National Partnership for Women & Families

In the News

Op-ed notes ongoing attacks on abortion rights, calls for ensuring safe access

"Women and reproductive rights organizations should be doing all they can to steel themselves for the battles to come," columnist Jessica Valenti writes in an opinion piece for The Guardian.

Valenti cites several recent instances of women in the United States "being punished for abortion." For example, she describes a scenario involving a Tennessee woman who was arrested last year after she sought medical help following an attempted self-induced abortion. According to Valenti, one week after the presidential election, the woman was "charged by a grand jury with aggravated assault with a weapon, attempted procurement of a miscarriage, and attempted criminal abortion." She quotes Jessica González-Rojas, executive director at the National Latina Institute for Reproductive Health, who called the charges "'an affront to justice and basic human dignity.'"

"This is not an isolated case," Valenti writes, citing the experiences of two Indiana women, Purvi Patel and Bei Bei Shuai. Patel, prior to her conviction being overturned, "was sentenced to 20 years in prison for inducing an abortion," Valenti writes, while Shuai "was charged with murder after a suicide attempt resulted in her pregnancy ending."

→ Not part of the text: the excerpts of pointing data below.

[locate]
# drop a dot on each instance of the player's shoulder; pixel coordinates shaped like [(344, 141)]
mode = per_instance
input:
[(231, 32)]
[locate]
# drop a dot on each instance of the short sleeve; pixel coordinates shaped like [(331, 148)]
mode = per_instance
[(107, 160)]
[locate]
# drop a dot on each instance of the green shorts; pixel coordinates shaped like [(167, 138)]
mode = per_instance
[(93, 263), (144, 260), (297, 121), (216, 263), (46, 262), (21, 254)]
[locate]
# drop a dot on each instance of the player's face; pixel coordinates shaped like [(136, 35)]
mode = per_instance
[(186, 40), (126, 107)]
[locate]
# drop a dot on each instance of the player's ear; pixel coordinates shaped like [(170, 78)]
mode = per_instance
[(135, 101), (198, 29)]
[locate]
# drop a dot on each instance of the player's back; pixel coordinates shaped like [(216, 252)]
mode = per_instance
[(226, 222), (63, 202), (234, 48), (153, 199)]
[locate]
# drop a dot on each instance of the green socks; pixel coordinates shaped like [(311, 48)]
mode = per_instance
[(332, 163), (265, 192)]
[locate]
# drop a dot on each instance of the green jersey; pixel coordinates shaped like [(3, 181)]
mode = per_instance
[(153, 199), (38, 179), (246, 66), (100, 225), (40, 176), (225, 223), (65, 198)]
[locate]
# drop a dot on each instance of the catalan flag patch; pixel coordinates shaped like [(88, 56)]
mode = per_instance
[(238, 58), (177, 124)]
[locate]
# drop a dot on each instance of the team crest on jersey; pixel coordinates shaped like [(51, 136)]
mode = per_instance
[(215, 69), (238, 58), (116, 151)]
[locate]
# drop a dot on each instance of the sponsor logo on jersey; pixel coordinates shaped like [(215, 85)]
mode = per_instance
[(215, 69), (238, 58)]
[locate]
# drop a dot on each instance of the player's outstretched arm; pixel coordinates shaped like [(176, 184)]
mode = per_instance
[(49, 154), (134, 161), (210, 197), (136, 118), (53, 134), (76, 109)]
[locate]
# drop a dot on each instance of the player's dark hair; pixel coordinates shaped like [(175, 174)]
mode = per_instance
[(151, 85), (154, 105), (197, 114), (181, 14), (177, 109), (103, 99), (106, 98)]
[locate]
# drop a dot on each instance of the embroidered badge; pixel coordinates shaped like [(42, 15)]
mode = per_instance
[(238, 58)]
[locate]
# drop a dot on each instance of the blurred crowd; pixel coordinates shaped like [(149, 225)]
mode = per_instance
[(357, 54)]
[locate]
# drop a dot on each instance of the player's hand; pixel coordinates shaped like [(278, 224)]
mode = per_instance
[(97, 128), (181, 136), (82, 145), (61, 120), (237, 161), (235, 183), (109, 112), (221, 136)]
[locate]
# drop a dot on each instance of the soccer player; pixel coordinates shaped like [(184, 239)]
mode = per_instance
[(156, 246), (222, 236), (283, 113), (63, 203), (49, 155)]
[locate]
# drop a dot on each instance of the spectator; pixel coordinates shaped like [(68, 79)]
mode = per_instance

According to Valenti, this "nightmare will only get worse" following the elections earlier this month. She explains that President-elect Donald Trump "has vowed to appoint supreme court justices [who] will overturn Roe v Wade" and has suggested that "women who live in states where abortion is illegal could just travel to a different state." Meanwhile, Vice President-elect Mike Pence "signed one of the most restrictive abortion laws [HEA 1337] in the country as governor of Indiana, and has said he wants to see Roe" overturned, Valenti writes.

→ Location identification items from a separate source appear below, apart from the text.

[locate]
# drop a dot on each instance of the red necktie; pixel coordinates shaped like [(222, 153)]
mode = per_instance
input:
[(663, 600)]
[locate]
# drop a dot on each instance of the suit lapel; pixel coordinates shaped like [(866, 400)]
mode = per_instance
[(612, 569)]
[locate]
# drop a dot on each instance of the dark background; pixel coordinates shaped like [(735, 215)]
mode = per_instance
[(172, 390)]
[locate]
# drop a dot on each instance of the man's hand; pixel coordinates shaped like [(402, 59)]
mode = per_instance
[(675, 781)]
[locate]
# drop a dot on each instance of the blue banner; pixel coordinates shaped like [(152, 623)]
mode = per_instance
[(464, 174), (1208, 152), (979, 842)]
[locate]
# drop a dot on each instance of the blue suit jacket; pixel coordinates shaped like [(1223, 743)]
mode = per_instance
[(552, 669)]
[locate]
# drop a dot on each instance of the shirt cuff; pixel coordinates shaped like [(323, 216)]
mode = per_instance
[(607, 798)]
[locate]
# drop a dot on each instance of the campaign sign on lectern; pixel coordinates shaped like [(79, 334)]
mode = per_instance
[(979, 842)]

According to Valenti, there are "countless American women who try to self-abort." She writes that while "we literally do not know the number of people who attempt their own abortions," at least one study projects "that in Texas alone, more than 100,000 women had tried to end their own pregnancies." She adds, "You will not be shocked to find out that abortion is extremely difficult to access in Texas." She also points out that "[t]he same is true in Tennessee, where 96% of counties have no abortion provider."

Valenti explains that "[n]ot all women induce their own abortion because of a lack of access." Some woman, she writes, "simply want to forgo seeing a doctor, and would prefer home abortions." She continues, "If reproductive rights were not in such imminent danger, now might have been a good time to start expanding options for women who don't want clinic care but instead want to end their pregnancies at home."

However, given the circumstances, Valenti writes, "The defensive crouch right now is a smart strategy." She adds, "Women and reproductive rights organizations should be doing all they can to steel themselves for the battles to come -- not just on a policy level, but in terms of everyday needs," such as by stockpiling emergency contraception.

Valenti concludes, "Someone who wants an abortion will find a way to get one, no matter what the law is. So let's make sure they can do that safely, no matter who the president is" (Valenti, The Guardian, 11/22).